My right hon. Friend will realise that the one big difficulty that former farmers who became Taliban fighters would have is that if they were to go back over to the side of the Afghan Government, they would want assurances that the Afghan forces will guarantee their safety and that of their family, and that the Taliban will not return and take retribution. Does he understand that that is the crucial part in building confidence among the Afghan people?

Providing safety for insurgents who are prepared to lay down their weapons and behave peacefully is an important part of reintegration. If that is what they are prepared to do, this is about providing safety from our own forces in terms of giving them reassurance, and being able to protect them from insurgents who continue to present a problem. My hon. Friend is absolutely right to say that that will be a key concern of anybody who is preparing to turn away from the Taliban insurgency.

One of the contributions of the Dutch in Afghanistan has been working effectively with civilians in the areas in which they have been operating. If the Dutch pull out of Afghanistan, how will that work be compensated for? What are the Government doing to ensure that there are no further pull-outs from the NATO coalition, as they would be so damaging to the prospects in Afghanistan?

We need to see this issue in the light of the overall picture. Some 43 nations are now involved in the coalition, so it has widened over the years. Separate from the American uplift announced in response to General McChrystal’s report, we have managed to secure 9,000 non-American additional forces. So there have been moves in the right direction on the international effort in Afghanistan, but we will need to replace the Dutch leadership in Uruzgan province if the Dutch go ahead with their pull-out from Afghanistan.

But does the Secretary of State not accept that this is a matter not just of numbers, but of the quality of commitment and effectiveness, and that in those regards the Dutch forces have been exemplary? If they pull out, that will inevitably have a consequence for the overall capability of NATO in Afghanistan.

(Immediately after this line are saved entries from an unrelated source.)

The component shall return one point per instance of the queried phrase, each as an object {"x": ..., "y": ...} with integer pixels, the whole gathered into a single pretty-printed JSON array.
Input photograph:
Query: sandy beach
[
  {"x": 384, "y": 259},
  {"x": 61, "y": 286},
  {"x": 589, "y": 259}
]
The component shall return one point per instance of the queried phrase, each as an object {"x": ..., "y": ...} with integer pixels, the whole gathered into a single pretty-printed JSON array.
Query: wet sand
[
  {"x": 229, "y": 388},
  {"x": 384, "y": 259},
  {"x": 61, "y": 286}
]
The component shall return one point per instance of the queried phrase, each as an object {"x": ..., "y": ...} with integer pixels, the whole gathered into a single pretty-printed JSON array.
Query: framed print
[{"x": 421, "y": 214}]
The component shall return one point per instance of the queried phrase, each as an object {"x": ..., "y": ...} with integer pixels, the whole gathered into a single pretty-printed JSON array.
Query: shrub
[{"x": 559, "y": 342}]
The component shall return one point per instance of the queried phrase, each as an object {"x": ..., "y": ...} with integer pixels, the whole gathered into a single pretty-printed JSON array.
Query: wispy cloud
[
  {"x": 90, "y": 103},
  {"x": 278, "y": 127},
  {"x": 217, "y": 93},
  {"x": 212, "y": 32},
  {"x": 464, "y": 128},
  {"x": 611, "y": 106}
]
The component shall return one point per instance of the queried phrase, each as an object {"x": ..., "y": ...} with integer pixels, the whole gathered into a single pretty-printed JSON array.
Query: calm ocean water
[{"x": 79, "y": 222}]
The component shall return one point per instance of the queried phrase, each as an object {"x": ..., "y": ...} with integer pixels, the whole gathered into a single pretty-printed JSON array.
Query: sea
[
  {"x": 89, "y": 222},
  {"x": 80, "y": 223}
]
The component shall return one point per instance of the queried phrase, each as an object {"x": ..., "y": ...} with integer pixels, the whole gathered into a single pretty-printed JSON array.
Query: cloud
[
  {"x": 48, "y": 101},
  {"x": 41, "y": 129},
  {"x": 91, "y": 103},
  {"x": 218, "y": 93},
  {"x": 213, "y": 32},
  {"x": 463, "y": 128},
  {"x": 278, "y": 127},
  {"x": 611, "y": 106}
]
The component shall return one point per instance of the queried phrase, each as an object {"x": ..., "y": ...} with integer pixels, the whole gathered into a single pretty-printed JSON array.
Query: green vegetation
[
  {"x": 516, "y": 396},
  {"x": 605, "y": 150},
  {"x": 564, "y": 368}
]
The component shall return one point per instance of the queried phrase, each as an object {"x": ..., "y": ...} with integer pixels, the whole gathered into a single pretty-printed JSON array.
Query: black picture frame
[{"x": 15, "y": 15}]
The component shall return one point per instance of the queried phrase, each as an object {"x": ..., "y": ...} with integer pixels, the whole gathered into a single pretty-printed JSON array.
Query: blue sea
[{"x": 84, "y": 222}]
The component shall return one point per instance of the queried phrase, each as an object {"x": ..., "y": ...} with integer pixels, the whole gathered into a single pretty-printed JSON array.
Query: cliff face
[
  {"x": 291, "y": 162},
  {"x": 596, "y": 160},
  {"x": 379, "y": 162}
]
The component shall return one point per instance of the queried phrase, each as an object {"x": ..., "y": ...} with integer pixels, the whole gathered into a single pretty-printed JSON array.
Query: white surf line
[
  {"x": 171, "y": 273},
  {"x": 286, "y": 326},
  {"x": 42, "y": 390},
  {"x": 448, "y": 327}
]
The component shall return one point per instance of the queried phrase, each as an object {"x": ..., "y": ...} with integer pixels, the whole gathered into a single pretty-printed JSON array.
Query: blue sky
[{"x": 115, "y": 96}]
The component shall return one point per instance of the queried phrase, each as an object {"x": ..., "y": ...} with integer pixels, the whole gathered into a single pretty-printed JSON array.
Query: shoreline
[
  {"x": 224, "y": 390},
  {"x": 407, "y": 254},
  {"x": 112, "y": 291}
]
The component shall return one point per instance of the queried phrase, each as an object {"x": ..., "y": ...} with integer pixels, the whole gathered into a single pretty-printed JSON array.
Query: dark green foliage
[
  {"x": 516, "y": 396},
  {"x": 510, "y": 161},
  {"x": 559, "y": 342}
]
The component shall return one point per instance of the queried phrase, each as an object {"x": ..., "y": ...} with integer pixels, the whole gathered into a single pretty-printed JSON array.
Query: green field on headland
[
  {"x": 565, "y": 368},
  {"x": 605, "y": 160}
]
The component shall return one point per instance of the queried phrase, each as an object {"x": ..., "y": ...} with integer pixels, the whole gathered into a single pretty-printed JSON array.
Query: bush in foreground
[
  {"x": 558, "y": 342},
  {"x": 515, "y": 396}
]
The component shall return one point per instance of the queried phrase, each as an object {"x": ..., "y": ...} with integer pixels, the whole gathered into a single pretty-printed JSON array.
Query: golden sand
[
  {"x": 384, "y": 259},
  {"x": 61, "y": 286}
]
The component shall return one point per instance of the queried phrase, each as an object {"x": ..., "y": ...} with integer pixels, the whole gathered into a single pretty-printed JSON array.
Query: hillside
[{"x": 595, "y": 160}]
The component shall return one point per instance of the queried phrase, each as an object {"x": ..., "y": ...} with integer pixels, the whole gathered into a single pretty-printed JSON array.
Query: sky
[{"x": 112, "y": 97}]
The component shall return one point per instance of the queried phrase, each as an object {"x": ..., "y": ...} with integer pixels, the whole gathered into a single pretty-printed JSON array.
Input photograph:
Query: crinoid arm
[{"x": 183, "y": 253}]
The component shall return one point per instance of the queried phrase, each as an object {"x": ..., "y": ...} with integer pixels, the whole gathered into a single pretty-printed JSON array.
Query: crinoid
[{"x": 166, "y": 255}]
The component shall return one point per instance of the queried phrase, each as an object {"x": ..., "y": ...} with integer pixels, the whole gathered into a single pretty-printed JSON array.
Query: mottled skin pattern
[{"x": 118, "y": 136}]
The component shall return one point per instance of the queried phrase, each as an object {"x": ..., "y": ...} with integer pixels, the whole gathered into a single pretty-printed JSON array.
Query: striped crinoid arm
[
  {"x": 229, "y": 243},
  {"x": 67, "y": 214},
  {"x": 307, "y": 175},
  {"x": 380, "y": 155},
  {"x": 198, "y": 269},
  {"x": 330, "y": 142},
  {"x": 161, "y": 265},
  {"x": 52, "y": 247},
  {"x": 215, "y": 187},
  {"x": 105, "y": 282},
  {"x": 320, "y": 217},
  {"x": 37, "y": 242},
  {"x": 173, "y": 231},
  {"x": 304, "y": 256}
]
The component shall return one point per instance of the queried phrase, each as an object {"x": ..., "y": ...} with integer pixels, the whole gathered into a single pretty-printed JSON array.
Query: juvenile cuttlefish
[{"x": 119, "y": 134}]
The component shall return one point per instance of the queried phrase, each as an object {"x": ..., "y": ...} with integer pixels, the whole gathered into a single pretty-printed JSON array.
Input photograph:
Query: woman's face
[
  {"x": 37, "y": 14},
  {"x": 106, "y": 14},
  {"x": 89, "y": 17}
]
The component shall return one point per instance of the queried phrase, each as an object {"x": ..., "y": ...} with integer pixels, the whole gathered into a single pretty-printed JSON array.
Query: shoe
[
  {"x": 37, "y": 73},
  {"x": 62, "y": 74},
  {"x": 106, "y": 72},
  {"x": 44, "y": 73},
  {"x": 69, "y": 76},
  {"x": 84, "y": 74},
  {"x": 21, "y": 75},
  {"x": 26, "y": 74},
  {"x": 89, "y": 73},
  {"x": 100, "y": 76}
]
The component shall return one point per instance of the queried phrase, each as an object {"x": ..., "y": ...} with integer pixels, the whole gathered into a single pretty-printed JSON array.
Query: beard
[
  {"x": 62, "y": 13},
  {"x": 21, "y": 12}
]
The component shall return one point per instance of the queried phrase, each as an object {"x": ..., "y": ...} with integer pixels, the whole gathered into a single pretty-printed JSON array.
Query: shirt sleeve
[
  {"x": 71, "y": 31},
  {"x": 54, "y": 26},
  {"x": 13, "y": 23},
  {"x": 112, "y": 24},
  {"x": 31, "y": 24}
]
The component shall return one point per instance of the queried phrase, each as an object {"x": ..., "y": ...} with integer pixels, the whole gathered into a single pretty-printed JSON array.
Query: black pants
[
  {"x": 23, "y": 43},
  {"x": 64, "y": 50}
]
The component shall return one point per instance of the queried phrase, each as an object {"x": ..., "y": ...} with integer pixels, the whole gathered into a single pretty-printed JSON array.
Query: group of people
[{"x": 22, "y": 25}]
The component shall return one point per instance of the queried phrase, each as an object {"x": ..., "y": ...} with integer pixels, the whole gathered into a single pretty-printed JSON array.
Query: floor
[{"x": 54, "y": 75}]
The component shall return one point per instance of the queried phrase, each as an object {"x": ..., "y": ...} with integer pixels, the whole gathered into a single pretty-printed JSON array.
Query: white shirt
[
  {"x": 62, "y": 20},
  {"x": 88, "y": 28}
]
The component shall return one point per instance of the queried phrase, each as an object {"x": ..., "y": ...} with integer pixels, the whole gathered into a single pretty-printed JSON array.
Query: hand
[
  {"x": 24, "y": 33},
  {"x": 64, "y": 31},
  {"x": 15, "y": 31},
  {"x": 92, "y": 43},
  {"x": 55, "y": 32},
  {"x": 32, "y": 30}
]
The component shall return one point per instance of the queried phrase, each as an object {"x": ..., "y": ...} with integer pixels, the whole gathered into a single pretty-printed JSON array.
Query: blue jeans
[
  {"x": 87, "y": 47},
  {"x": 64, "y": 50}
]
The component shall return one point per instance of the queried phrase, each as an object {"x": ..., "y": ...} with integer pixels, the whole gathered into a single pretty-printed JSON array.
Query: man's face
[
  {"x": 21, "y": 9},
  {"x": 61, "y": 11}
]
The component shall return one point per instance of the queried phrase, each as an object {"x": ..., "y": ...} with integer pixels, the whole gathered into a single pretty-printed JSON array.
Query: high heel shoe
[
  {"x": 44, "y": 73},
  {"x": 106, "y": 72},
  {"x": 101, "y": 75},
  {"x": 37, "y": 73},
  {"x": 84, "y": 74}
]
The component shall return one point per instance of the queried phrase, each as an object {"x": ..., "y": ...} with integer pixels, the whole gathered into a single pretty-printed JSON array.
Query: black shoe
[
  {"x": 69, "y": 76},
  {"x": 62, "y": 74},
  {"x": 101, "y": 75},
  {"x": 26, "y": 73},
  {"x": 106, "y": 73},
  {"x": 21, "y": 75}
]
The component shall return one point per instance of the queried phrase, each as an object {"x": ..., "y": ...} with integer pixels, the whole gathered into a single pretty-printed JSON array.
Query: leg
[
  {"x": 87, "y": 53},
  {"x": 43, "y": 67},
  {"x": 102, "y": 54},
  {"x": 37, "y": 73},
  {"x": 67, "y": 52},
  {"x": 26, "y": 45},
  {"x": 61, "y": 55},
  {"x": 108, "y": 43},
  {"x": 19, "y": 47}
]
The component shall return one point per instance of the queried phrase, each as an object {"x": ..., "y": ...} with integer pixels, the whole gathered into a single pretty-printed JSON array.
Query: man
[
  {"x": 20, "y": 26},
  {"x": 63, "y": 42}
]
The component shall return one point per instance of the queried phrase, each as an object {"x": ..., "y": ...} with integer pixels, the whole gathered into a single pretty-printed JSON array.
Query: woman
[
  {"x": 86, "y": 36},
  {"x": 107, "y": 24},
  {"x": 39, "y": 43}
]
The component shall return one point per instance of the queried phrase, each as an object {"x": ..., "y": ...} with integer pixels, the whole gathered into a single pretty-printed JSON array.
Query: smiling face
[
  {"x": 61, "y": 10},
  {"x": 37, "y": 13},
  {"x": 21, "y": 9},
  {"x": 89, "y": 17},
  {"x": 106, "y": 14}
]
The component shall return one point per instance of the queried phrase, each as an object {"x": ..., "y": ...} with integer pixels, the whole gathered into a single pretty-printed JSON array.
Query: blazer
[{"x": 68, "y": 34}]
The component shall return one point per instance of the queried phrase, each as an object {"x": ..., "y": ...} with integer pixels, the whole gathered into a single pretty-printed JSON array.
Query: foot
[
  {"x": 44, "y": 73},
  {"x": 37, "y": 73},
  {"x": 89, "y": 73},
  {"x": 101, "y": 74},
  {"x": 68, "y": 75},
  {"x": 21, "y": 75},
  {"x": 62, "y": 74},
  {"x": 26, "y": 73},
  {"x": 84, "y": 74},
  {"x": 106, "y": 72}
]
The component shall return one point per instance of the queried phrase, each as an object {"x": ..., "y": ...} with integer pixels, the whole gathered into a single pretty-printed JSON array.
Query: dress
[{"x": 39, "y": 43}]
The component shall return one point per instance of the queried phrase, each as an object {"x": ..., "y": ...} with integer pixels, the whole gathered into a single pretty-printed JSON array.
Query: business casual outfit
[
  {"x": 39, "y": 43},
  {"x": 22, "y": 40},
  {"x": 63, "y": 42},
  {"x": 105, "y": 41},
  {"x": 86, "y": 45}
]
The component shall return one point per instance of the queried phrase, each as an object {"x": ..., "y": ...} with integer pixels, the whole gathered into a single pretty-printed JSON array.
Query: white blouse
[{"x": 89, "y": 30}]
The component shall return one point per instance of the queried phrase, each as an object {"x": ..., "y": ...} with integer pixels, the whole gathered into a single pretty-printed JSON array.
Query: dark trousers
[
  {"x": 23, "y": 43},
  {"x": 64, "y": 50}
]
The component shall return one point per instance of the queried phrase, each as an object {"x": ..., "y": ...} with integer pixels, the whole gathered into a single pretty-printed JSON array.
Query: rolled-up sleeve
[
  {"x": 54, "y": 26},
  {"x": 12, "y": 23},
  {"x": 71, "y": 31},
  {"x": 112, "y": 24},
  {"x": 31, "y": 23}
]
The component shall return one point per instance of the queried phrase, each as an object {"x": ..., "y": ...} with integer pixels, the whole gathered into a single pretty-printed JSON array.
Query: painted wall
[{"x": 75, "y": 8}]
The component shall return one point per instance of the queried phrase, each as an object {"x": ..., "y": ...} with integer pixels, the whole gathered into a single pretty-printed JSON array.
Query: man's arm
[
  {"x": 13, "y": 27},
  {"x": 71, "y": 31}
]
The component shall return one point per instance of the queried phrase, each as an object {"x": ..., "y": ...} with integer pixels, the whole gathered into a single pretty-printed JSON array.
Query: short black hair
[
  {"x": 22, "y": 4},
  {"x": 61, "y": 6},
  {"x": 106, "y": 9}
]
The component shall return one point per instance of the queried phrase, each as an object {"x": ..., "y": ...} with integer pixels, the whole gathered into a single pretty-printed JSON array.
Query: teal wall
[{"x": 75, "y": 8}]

The Dutch forces have been superb in terms of both numbers and capability over a period of time. We have done everything we can to encourage the Dutch to continue to make whatever contribution they are prepared to make. However, their commitment was time-limited and we have seen what has happened in terms of Dutch political decisions. I can only repeat that while we have seen these decisions being taken, other nations have been prepared to increase their contributions and new nations have joined the international security assistance force. We need to have balance in our views on this, because there has been a huge increase in troop commitments across the board.